Passing each room filled with machines used for God-knows-what,God-knows-where.
Call me paranoid but the already air-conditioned environment went chillier as it was.
Quickly I marched to the toilet. I have never peed to fast before and I,for the first time,wished my mommy actually followed me in.

I sped through the corridor as fast as my legs could carry me.
And on my way I passed what looked like...
a cupboard under the stairs!
WHAT was this? Friggin' Harry Potter?
Do people live in there?! Tried to calm myself down by saying thats where they kept the supplies. But I thought of the knives and syringes and I guess you could say that didn't help.
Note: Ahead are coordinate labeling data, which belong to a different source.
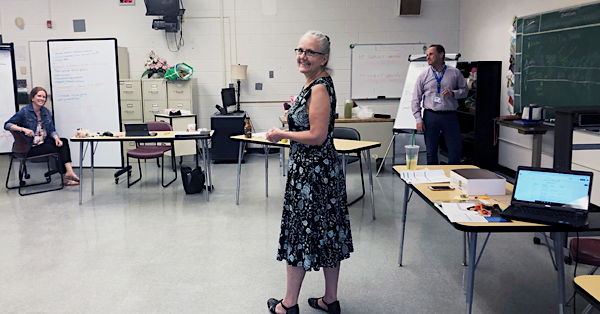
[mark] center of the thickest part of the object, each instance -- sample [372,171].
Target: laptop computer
[136,129]
[550,197]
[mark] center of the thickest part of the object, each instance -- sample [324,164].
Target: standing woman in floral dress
[315,225]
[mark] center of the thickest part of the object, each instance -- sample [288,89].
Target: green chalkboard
[560,58]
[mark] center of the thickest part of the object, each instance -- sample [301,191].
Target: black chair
[351,134]
[152,151]
[20,150]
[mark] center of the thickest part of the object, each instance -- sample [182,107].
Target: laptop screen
[553,189]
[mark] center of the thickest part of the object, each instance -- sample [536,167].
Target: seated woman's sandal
[333,308]
[272,304]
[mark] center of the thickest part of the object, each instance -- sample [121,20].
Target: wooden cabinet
[477,112]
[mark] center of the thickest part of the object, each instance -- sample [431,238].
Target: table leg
[206,178]
[404,206]
[471,279]
[92,165]
[237,195]
[80,170]
[205,143]
[536,154]
[385,155]
[344,164]
[266,150]
[560,270]
[465,249]
[371,182]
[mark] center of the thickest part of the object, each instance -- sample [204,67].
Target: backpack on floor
[193,180]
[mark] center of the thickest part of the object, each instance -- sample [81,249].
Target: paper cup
[412,156]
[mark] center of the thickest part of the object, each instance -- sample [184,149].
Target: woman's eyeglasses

What also didn't help was that the doctor consulting me had obviously taken Botox over a long period of time. I wasn't even sure if he was angry/confused/happy. Lack of facial expression scares me.
It didn't help either that his cupboards which had glass doors embedded on the them,were covered in black paper.
Like he had something to hide.

I went into another office and the glass panels to the cupboards were all frosted.
Which on normal circumstances would have been deemed as a chic choice for furniture,
but why did I feel something not right?
AND WHY WERE THE SYRINGES PLACED SO CONVENIENTLY ON TOP OF THE CUPBOARD!

It's either I am crazy/have an over active imagination or I'm on to something.
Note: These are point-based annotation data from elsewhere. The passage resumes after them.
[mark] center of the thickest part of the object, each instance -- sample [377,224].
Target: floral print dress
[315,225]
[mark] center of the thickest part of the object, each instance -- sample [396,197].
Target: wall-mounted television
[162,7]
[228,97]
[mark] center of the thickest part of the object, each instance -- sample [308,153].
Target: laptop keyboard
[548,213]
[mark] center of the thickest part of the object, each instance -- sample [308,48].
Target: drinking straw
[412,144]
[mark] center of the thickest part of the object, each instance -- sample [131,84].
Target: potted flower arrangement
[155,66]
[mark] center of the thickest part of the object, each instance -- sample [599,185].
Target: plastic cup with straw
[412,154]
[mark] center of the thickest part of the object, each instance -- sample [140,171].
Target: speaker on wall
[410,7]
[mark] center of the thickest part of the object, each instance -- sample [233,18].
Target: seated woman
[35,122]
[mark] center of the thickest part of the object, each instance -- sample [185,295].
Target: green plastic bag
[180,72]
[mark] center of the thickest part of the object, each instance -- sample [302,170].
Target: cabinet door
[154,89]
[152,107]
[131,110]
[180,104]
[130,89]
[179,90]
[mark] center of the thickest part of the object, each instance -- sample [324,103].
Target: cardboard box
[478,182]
I have to go back there,so I'm actually hoping it's the first two.

Tuesday, December 01, 2009

Today I have taken cleansing to whole new level.

I can't fit any more songs into my damn 1st gen 8GB iPod Touch.
Therefore I'm deleting those that I don't listen to that frequently anymore.
If you must know,I am a confessed pack-rat. I find it so hard to throw things away.
This includes wrappers of candy bars I like...empty bottles of treasured perfume...receipts...
newspaper cut-outs...ancient memorabilia

Yes,even jeans which I CAN NEVER fit into.

Not even with a little help of wishful thinking.
Sigh.

Bye bye old songs.

You know that feeling...

Where you're brimming with things to say.
Just how and should you?


The complexities of the human mind.

I won't talk about you.I have dignity.